Attended the afternoon sessions of Turnitin’s UK user summit which focused on customer experience, with talks from colleagues at the University of Edinburgh, the University of East London, Newcastle University and the University of Huddersfield. It’s always cathartic to hear your colleagues sharing their tales of woe and horror which are so familiar in your own work, like the academics who insist on treating the originality score as sacrosanct when making a plagiarism decision, but more productively there were some really good ideas and pieces of best practice shared. One colleague was using Blackboard’s adaptive release function to hide the Turnitin assignment submission link until students had completed a ‘quiz’ which was simply making them acknowledge in writing that they work they were about to submit was all their own. A couple of people presented their research findings on what students wanted from feedback, such as in the attached photo which shows a clear preference for electronic feedback. Someone made a product development suggestion, splitting the release of the grade and feedback in Turnitin so that students have to engage with their feedback before they get their grade. But I think my personal highlight from the day was the very diplomatic description of difficult customers as those who have ‘higher than average expectations’.

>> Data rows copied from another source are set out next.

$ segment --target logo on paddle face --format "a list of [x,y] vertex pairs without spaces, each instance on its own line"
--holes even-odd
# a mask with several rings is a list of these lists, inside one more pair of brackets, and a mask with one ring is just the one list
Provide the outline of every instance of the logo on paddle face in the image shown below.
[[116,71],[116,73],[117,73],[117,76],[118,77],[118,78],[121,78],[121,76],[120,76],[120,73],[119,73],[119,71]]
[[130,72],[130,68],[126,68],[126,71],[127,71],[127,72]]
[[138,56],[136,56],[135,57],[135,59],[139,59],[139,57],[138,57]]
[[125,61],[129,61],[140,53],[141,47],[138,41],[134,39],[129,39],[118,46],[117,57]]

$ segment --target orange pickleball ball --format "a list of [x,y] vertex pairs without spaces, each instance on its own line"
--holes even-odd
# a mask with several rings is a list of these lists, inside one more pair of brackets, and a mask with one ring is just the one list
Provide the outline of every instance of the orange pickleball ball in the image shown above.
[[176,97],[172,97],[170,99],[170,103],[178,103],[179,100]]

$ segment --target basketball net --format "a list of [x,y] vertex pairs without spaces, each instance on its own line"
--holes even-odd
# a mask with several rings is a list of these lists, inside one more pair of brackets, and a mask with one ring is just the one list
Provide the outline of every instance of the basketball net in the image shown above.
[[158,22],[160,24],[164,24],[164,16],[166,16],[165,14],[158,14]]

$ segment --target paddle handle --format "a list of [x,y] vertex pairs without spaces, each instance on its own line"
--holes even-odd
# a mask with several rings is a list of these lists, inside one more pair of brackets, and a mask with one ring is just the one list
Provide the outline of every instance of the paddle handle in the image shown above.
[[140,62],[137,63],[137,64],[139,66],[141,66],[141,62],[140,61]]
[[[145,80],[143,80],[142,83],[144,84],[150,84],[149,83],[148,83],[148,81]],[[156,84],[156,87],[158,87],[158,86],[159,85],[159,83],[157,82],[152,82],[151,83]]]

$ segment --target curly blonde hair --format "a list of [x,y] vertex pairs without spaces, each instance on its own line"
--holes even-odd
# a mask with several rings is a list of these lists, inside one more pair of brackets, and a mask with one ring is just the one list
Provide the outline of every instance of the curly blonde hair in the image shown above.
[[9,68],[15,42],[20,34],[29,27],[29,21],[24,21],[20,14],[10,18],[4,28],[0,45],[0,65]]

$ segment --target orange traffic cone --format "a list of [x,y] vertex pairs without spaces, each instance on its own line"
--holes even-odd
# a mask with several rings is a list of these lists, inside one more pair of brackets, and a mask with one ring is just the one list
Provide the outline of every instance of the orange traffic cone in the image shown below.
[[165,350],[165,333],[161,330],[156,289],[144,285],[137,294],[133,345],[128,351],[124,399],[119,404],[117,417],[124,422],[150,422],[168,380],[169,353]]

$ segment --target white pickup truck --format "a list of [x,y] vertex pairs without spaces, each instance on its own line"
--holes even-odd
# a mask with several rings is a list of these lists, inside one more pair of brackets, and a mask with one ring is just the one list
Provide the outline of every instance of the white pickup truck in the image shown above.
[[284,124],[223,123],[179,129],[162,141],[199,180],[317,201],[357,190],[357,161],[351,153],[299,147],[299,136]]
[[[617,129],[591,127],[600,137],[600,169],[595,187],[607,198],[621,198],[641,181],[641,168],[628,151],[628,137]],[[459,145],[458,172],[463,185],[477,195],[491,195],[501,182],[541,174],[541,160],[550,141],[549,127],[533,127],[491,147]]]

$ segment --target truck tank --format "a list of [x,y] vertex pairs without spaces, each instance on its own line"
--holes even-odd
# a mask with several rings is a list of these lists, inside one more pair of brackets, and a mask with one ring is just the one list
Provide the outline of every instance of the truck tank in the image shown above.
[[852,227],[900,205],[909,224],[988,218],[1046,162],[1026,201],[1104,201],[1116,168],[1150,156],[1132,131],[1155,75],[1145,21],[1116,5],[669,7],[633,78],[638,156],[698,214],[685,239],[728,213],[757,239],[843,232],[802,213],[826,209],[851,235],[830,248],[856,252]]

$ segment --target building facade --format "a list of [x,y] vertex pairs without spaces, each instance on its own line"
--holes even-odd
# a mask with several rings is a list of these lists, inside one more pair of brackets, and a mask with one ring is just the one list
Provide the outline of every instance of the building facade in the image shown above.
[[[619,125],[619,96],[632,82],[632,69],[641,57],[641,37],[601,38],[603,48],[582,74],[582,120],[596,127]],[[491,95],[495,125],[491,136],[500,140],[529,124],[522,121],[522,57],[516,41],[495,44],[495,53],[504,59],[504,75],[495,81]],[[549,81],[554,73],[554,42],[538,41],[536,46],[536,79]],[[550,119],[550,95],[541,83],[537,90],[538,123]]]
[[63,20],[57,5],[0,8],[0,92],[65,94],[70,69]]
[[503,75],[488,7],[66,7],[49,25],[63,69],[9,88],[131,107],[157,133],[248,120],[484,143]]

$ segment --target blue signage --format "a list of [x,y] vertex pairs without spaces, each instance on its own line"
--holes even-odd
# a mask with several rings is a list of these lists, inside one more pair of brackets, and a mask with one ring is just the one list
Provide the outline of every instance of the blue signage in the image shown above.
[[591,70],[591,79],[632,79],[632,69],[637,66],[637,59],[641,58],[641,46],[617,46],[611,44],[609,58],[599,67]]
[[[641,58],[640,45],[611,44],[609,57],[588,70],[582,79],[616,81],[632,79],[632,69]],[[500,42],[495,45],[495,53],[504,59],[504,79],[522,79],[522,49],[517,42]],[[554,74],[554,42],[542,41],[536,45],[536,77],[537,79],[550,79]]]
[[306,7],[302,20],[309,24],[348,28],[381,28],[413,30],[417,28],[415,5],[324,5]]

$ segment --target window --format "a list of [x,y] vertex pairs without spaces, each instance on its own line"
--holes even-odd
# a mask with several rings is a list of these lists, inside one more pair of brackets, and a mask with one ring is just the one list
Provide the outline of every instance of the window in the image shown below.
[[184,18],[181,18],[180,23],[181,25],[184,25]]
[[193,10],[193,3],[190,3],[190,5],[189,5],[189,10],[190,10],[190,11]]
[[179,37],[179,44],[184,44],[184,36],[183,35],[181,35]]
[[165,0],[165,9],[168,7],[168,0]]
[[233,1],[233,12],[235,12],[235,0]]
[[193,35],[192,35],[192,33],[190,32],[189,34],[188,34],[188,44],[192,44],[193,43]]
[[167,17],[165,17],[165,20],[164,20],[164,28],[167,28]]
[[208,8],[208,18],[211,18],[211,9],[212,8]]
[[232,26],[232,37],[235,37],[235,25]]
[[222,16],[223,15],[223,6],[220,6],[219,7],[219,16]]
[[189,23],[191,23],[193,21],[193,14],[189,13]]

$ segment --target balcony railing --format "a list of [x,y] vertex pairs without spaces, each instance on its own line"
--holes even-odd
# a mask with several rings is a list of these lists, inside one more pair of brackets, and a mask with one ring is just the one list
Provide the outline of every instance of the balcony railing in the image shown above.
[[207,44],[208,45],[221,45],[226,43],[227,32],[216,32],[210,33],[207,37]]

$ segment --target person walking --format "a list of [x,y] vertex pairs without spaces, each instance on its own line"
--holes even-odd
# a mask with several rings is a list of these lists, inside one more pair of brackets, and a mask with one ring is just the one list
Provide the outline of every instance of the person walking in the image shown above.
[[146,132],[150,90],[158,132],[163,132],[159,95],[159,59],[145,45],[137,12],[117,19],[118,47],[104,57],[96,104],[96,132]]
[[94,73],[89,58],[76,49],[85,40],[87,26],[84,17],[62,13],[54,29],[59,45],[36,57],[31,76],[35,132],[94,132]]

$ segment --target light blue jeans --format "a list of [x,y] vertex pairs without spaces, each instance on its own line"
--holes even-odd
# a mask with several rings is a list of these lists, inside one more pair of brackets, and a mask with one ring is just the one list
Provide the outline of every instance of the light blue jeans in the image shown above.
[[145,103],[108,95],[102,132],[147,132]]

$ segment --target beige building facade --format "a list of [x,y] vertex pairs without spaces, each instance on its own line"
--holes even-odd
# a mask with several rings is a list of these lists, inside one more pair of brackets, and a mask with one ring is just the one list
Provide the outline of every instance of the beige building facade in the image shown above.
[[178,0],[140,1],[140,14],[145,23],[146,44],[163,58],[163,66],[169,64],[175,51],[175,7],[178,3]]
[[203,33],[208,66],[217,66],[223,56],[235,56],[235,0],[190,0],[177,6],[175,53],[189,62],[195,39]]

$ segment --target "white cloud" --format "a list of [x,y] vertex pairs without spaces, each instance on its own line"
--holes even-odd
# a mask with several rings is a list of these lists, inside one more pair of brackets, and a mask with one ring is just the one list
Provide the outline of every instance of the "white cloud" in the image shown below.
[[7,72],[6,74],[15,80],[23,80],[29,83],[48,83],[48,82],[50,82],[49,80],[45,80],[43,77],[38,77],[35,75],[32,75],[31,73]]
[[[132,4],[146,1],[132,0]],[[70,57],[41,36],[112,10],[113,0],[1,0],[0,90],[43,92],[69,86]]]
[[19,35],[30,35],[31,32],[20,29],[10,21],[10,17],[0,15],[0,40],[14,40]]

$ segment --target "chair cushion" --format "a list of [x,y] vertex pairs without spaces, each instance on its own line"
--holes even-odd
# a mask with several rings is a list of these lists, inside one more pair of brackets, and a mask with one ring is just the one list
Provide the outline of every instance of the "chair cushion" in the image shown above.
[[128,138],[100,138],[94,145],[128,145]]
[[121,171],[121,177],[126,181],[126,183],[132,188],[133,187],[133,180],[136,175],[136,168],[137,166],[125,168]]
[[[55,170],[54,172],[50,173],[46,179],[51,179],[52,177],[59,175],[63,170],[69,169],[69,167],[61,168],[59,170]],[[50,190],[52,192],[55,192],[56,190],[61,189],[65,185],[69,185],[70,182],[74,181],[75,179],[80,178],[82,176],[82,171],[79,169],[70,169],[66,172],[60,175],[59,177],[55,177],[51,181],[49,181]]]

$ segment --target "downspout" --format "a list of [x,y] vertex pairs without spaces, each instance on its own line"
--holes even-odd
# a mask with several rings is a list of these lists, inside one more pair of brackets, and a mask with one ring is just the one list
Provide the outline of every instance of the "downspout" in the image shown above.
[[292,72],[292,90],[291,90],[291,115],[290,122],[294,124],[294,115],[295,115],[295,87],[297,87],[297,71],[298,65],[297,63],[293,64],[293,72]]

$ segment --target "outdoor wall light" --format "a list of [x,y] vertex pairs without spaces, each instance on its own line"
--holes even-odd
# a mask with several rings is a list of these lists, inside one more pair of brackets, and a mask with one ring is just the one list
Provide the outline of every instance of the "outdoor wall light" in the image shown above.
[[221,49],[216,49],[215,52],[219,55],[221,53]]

Though I missed out on the morning session due to another commitment, I was able to get the gist from networking with colleagues in-between sessions. Improvements to the Feedback Studio including the ability to embed links, multiple file upload, a new user portal which will show the most recent cases raised by people at your institution, and the development I found most interesting, the ability to identify ghost written assignments. This is still quite away from being ready, but it’s an increasing problem and one Turnitin has in their sights. They couldn’t reveal too much about how this will work for obvious reasons, but the gist is that they will attempt to build up a profile of the writing style of individuals so that they can flag up papers which seem to be written differently.